Preparation time: 3 hours
Cooking time: 15 minutes
Cost: 50 €
Carefully clean the truffles paying particular attention to remove all traces of dirt. The easiest way to do this is to buy an inexpensive, soft bristle toothbrush and use this to brush the surface of the truffle being gentle so as not to break its surface. Then clean it quickly under cold running water and dry with a soft cotton cloth. Ideally, prepare the truffle one day in advance and leave it in a bowl surrounded by uncooked rice.
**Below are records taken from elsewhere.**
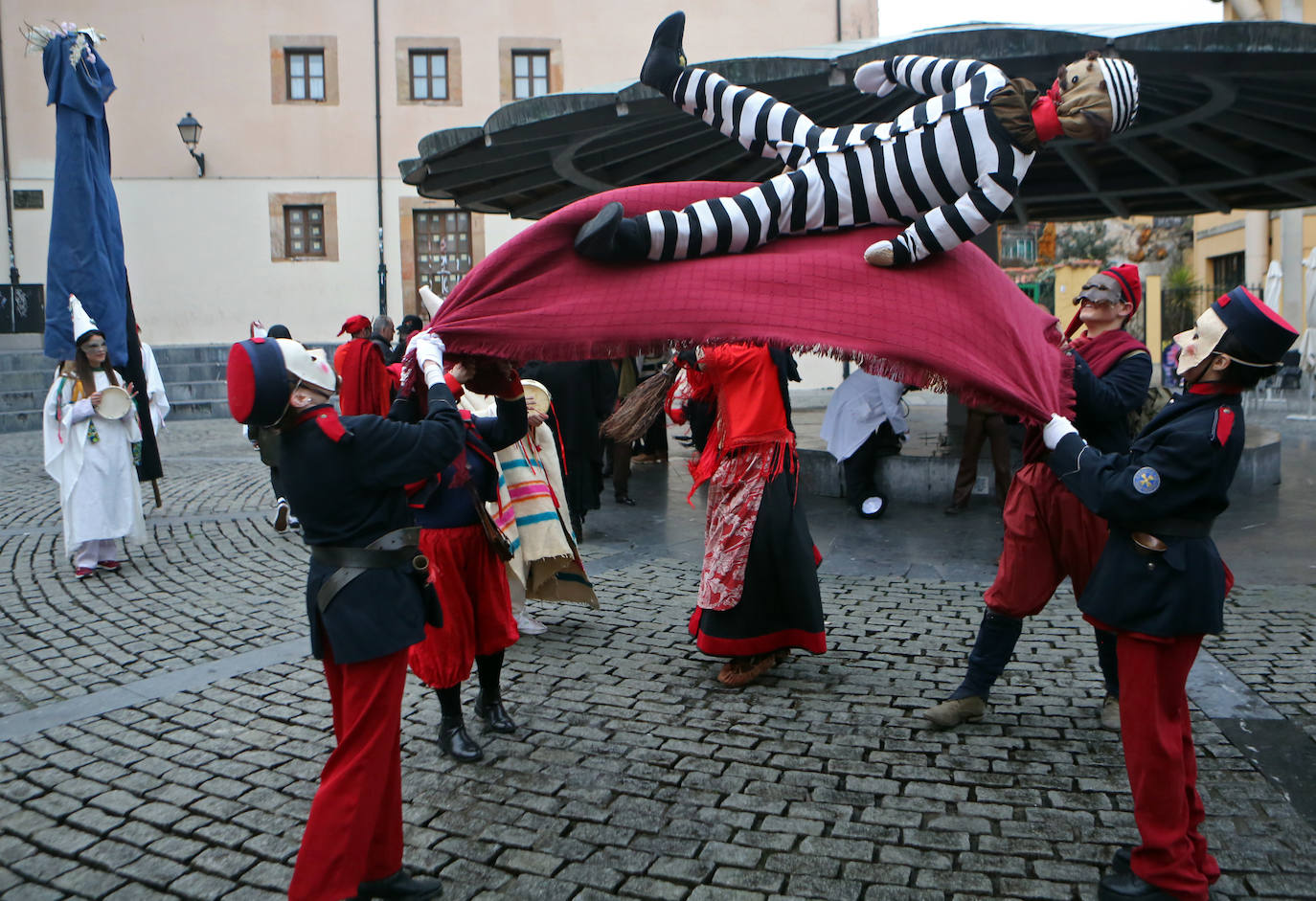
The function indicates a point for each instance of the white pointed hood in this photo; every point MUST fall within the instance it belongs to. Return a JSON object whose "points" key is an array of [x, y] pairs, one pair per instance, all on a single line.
{"points": [[81, 321]]}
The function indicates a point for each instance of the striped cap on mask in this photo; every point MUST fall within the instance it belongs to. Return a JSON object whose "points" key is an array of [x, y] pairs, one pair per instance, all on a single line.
{"points": [[1122, 81]]}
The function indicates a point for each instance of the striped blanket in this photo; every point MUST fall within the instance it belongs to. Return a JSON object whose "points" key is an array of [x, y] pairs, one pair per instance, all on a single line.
{"points": [[532, 513]]}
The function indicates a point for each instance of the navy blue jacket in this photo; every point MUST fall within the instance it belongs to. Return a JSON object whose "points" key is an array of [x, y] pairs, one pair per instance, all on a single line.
{"points": [[344, 479], [1171, 483], [1101, 404]]}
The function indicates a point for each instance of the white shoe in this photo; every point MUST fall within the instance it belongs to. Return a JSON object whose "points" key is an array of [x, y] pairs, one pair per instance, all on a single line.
{"points": [[872, 506], [528, 625], [281, 514]]}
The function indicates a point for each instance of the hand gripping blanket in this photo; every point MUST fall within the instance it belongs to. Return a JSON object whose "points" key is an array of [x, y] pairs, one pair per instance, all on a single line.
{"points": [[956, 321]]}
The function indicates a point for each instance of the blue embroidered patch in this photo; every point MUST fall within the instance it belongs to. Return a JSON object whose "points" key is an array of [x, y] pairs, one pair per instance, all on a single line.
{"points": [[1146, 481]]}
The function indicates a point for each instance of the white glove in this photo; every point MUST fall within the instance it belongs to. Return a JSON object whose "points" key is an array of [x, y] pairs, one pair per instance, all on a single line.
{"points": [[880, 253], [872, 78], [429, 355], [1055, 430]]}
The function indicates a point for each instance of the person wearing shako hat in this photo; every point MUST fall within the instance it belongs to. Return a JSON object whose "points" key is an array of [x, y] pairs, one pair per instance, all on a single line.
{"points": [[366, 601], [466, 570], [1049, 534], [365, 384], [88, 429], [1160, 583], [945, 169]]}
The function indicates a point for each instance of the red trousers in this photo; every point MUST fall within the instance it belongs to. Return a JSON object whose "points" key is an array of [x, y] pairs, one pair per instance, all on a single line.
{"points": [[1162, 764], [471, 585], [1049, 534], [355, 826]]}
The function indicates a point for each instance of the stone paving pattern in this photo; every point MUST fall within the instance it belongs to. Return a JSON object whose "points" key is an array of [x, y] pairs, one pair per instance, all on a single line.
{"points": [[633, 774]]}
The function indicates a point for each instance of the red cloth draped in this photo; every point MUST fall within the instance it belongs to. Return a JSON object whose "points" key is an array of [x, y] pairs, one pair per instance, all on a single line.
{"points": [[954, 321], [363, 379]]}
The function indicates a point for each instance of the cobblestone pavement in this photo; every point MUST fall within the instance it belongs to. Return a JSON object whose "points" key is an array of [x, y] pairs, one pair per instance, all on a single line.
{"points": [[161, 732]]}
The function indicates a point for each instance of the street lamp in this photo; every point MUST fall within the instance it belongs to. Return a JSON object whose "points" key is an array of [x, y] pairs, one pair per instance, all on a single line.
{"points": [[191, 132]]}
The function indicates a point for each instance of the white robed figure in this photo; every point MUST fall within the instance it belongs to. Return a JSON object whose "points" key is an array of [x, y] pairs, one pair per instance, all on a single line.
{"points": [[88, 450]]}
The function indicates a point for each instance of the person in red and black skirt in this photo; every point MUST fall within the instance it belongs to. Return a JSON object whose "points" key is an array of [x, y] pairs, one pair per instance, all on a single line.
{"points": [[464, 567], [759, 592]]}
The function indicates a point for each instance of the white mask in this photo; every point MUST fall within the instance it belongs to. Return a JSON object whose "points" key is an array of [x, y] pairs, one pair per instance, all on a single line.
{"points": [[1196, 344]]}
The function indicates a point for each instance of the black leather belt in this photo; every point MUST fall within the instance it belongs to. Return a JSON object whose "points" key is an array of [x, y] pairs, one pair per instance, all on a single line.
{"points": [[1175, 528], [394, 549]]}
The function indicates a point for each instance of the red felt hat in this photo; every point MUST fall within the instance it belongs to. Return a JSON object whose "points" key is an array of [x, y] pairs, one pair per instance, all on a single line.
{"points": [[354, 324], [1130, 285], [1265, 333], [257, 383]]}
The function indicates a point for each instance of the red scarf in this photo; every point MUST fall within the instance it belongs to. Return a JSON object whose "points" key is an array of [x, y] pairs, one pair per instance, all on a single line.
{"points": [[1047, 120], [1107, 349], [1100, 352], [749, 409], [363, 376]]}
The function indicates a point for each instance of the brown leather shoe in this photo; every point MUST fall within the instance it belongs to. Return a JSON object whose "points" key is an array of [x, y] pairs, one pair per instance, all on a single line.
{"points": [[947, 714], [741, 671]]}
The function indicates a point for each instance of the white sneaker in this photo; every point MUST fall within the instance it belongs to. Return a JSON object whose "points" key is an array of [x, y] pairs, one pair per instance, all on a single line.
{"points": [[528, 625], [281, 514], [872, 506]]}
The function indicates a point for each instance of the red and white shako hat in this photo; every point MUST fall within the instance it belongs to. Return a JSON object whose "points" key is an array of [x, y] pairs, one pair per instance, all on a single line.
{"points": [[1265, 333], [262, 372]]}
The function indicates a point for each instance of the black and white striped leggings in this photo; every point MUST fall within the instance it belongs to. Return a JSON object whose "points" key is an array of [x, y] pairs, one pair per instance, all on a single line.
{"points": [[827, 169]]}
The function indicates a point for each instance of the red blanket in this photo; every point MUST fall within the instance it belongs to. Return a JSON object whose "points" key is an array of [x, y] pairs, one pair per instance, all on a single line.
{"points": [[954, 321]]}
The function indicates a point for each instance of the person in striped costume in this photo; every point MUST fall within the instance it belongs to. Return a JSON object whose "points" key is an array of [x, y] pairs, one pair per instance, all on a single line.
{"points": [[946, 169]]}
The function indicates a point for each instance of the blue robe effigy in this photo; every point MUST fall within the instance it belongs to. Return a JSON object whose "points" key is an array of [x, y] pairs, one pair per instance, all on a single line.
{"points": [[85, 254]]}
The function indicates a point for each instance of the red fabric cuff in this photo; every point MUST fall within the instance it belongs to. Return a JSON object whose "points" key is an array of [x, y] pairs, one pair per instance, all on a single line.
{"points": [[1047, 122], [454, 386]]}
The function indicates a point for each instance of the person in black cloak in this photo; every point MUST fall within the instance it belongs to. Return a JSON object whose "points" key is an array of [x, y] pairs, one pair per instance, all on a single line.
{"points": [[583, 396]]}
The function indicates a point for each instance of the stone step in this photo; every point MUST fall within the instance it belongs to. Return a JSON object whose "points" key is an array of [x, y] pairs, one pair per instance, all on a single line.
{"points": [[27, 361], [34, 398]]}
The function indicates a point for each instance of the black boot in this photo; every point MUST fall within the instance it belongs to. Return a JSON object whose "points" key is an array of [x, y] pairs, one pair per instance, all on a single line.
{"points": [[400, 886], [488, 703], [609, 236], [493, 714], [1122, 862], [456, 742], [665, 60], [996, 638], [1120, 887], [1109, 661]]}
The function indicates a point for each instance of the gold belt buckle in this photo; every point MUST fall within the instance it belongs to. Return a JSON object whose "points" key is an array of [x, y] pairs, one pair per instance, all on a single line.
{"points": [[1149, 544]]}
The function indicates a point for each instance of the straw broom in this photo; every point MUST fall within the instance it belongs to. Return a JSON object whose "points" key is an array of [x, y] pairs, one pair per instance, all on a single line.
{"points": [[641, 407]]}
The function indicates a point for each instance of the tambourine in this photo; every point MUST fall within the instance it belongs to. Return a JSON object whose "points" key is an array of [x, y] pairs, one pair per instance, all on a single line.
{"points": [[115, 403], [537, 397]]}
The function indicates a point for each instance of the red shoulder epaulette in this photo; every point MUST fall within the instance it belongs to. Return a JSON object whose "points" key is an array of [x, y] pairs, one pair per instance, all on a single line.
{"points": [[329, 424], [1223, 426]]}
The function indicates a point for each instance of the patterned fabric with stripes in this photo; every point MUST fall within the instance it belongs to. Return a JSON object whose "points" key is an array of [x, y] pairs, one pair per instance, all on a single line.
{"points": [[945, 168]]}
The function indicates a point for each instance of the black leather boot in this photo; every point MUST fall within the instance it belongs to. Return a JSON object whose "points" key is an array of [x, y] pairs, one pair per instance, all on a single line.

This step will assure that the truffle is completely dry and ready to be cooked.
Chop the truffle and place in the container of a hand held blender along with the olive oil and blend at high speed until creamy.
Place the garlic cloves, still in their skins, in a pan along with the anchovies and the truffle cream and heat the ingredients at 75° for five minutes stirring constantly. When cooked remove the garlic and place the mixture in a bowl.
Clean the Clams:
Tap each of the clams on a cutting board to see if they contain any grains of sand then rinse them well under cold running water.
Fill a pot with six liters of water and bring to a boil. Once the water begins to boil add 78gr. coarse sea salt.
In a pan, add 50ml extra virgin olive oil and the red pepper flakes. When heated add the clams. After about 30 seconds add the white wine and let evaporate. Cover the pan with a cover and leave cook until all of the clams have opened.
Cook the tagliatelle in the boiling water for three minutes. While the pasta is cooking, add one spoonful of the truffle mixture to the pan with the clams. Drain the pasta well and add to the pan. Continue cooking over a low flame until the pasta is cooked through.
Sprinkle the pasta with finely chopped parsley.